He shot the name out quickly, but he was answered by no start, nor by any sign of recognition.
"Hanaud?" Waberski shook his head. "That no doubt should be sufficient to enlighten me," he said with a smile, "but it is better to be frank—it doesn't."
"Hanaud of the Sûrété of Paris."
And upon Waberski's face there came slowly a look of utter consternation.
"Oh!" he said, and again "Oh!" with a lamentable look towards the door as if he was in two minds whether to make a bolt of it. Hanaud pointed again to the chair, and Waberski murmured, "Yes—to be sure," and made a little run to it and sank down.
Jim Frobisher, watching from his secret place, was certain of one thing. Boris Waberski had not written the anonymous letter to Betty nor had he contributed the information about Hanaud to the writer. He might well have been thought to have been acting ignorance of Hanaud's name, up to the moment when Hanaud explained who Hanaud was. But no longer. His consternation then was too genuine.
"You will understand, of course, that an accusation so serious as the one you have brought against Mademoiselle Harlowe demands the closest inquiry," Hanaud continued without any trace of irony, "and the Examining Magistrate in charge of the case honoured us in Paris with a request for help."
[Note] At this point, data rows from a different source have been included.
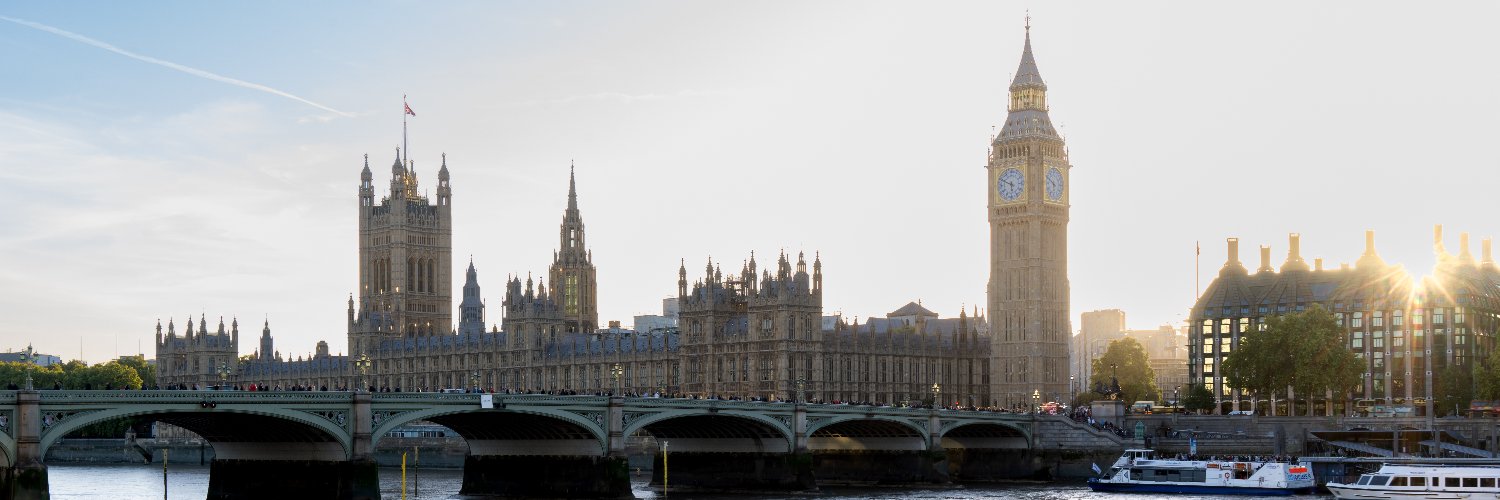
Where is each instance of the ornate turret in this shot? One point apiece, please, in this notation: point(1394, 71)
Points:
point(1293, 254)
point(1232, 265)
point(444, 189)
point(572, 274)
point(1370, 259)
point(471, 311)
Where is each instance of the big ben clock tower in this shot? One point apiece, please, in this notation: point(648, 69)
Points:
point(1028, 210)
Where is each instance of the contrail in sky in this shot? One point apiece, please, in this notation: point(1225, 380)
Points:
point(171, 65)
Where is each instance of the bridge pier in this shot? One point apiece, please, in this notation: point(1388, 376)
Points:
point(231, 479)
point(26, 478)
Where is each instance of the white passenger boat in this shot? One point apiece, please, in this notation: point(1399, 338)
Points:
point(1140, 472)
point(1418, 481)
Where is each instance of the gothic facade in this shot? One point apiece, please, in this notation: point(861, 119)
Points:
point(1028, 212)
point(198, 356)
point(1406, 332)
point(755, 334)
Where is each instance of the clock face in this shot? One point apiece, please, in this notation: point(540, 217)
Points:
point(1010, 185)
point(1053, 183)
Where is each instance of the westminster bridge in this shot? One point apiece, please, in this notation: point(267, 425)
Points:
point(545, 445)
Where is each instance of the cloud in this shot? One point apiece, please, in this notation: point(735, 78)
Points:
point(171, 65)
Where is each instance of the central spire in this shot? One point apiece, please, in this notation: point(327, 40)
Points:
point(572, 191)
point(1026, 74)
point(1028, 110)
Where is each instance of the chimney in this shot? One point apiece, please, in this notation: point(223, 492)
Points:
point(1293, 254)
point(1232, 265)
point(1437, 239)
point(1370, 259)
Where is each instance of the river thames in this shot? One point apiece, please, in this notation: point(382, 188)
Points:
point(191, 482)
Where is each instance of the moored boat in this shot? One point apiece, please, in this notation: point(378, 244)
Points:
point(1140, 472)
point(1422, 481)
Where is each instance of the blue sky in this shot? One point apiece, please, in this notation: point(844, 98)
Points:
point(132, 192)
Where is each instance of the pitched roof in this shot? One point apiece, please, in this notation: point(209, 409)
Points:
point(911, 308)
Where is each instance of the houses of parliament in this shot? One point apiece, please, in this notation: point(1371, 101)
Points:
point(755, 332)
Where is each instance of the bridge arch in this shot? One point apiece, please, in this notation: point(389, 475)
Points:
point(723, 431)
point(867, 433)
point(510, 430)
point(914, 427)
point(236, 431)
point(984, 436)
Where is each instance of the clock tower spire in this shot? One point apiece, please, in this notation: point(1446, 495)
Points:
point(1028, 213)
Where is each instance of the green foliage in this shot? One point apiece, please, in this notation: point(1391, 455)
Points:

"Yes, it is very difficult," replied Boris Waberski, twisting about as if he was a martyr on red-hot plates.
But the difficulty was Waberski's, as Jim, with that distressed man in full view, was now able to appreciate. Waberski had rushed to the Prefecture when no answer came from Messrs. Frobisher & Haslitt to his letter of threats, and had brought his charge in a spirit of disappointment and rancour, with a hope no doubt that some offer of cash would be made to him and that he could withdraw it. Now he found the trained detective service of France upon his heels, asking for his proofs and evidence. This was more than he had bargained for.
"I thought," Hanaud continued easily, "that a little informal conversation between you and me and the two young ladies, without shorthand writers or secretaries, might be helpful."